La prima volta viene accompagnata dalla figlia; nonostante i 77 anni ha un portamento da ginnasta. Ha lo sguardo altero, l’occhio azzurro è triste. Già nella prima visita intuisco una sensibilità straordinaria, ma verbalmente inespressa o quantomeno inascoltata, troppi problemi sul tavolo contemporaneamente, spesso scollegati.
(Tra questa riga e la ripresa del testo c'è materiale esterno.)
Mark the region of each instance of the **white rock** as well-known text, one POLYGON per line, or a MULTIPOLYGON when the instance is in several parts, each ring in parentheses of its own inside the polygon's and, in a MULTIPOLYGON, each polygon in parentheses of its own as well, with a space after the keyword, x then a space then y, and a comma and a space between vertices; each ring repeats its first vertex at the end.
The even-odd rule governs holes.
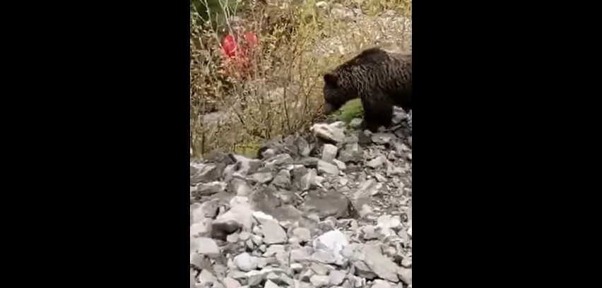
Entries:
POLYGON ((339 230, 329 231, 314 240, 314 248, 331 254, 337 263, 342 263, 343 259, 341 251, 349 245, 347 236, 339 230))
POLYGON ((276 283, 267 280, 266 281, 266 284, 264 285, 264 288, 278 288, 278 286, 276 284, 276 283))
POLYGON ((217 282, 216 277, 206 269, 203 269, 203 270, 201 271, 201 273, 199 274, 199 282, 201 284, 209 284, 213 286, 213 283, 216 282, 217 282))
POLYGON ((245 252, 234 258, 234 264, 242 271, 249 272, 257 268, 258 259, 245 252))
POLYGON ((261 211, 254 211, 253 217, 261 224, 265 224, 268 221, 276 221, 276 219, 272 215, 264 213, 261 211))
POLYGON ((336 157, 338 148, 332 144, 324 144, 322 148, 322 161, 331 162, 336 157))
POLYGON ((297 227, 293 230, 293 234, 302 242, 312 239, 312 232, 305 227, 297 227))
POLYGON ((228 277, 224 278, 222 282, 223 282, 224 286, 225 286, 225 288, 238 288, 242 286, 238 281, 228 277))
POLYGON ((280 244, 287 243, 286 232, 276 221, 266 221, 261 225, 261 233, 264 234, 264 242, 268 244, 280 244))
POLYGON ((246 231, 250 231, 253 227, 253 211, 249 204, 238 204, 223 213, 213 221, 213 223, 225 223, 234 221, 240 224, 246 231))
POLYGON ((220 247, 218 246, 216 241, 207 237, 190 239, 190 252, 194 251, 209 257, 218 256, 220 254, 220 247))
POLYGON ((332 160, 333 163, 338 167, 338 169, 341 171, 345 171, 347 169, 347 165, 345 164, 345 162, 343 161, 340 161, 337 159, 334 159, 332 160))
POLYGON ((329 163, 326 161, 318 160, 318 172, 321 174, 329 174, 331 175, 338 174, 338 167, 334 164, 329 163))
POLYGON ((394 283, 399 282, 399 278, 397 277, 399 266, 382 255, 379 245, 365 245, 362 253, 364 254, 364 263, 379 277, 394 283))
POLYGON ((412 269, 408 269, 401 268, 399 268, 399 270, 397 272, 397 275, 399 277, 399 279, 403 282, 406 283, 406 285, 412 284, 412 269))
POLYGON ((345 140, 345 132, 341 126, 344 127, 345 123, 338 121, 331 124, 316 124, 309 129, 314 137, 328 141, 339 143, 345 140))
POLYGON ((386 281, 377 279, 374 281, 372 288, 391 288, 391 284, 386 281))
POLYGON ((322 287, 328 286, 330 282, 330 277, 326 275, 312 275, 309 277, 309 282, 314 287, 322 287))
POLYGON ((345 280, 346 276, 346 273, 345 271, 331 270, 329 275, 329 278, 330 278, 330 284, 338 286, 343 284, 343 281, 345 280))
Si capisce che la sua non è una storia già raccontata.
Dapprima si lamenta della sua instabilità nel cammino, delle sue cadute, per me inverosimili se penso alla sua allure atletica, ma è fin troppo evidente che il male è di altro tipo.
La seconda visita viene sola. Comincia ad aprirsi, parla del primo matrimonio, del rapporto catastrofico con il suo primo marito, “padre biologico” dei suoi figli, del secondo matrimonio e della sua recente vedovanza. Non riferisce sintomi psichici specifici, vuole raccontare.
Così è anche la terza visita. La lascio fare con un certo imbarazzo. Non sono uno psicoterapeuta, non ho strumenti per aiutarla, credo di conoscere solo quelli farmacologici. Alla quarta visita mi porta un manoscritto, un volume di trecento pagine autobiografiche: “lì c’è la mia storia”. Mi chiede di portarlo a casa e di leggerlo, vorrebbe che la conoscessi meglio. Le prometto che lo farò (la lettura delle prima pagine dice la sua buona capacità di scrittura), ma è una bugia, so che non sarà possibile, ho troppo da fare.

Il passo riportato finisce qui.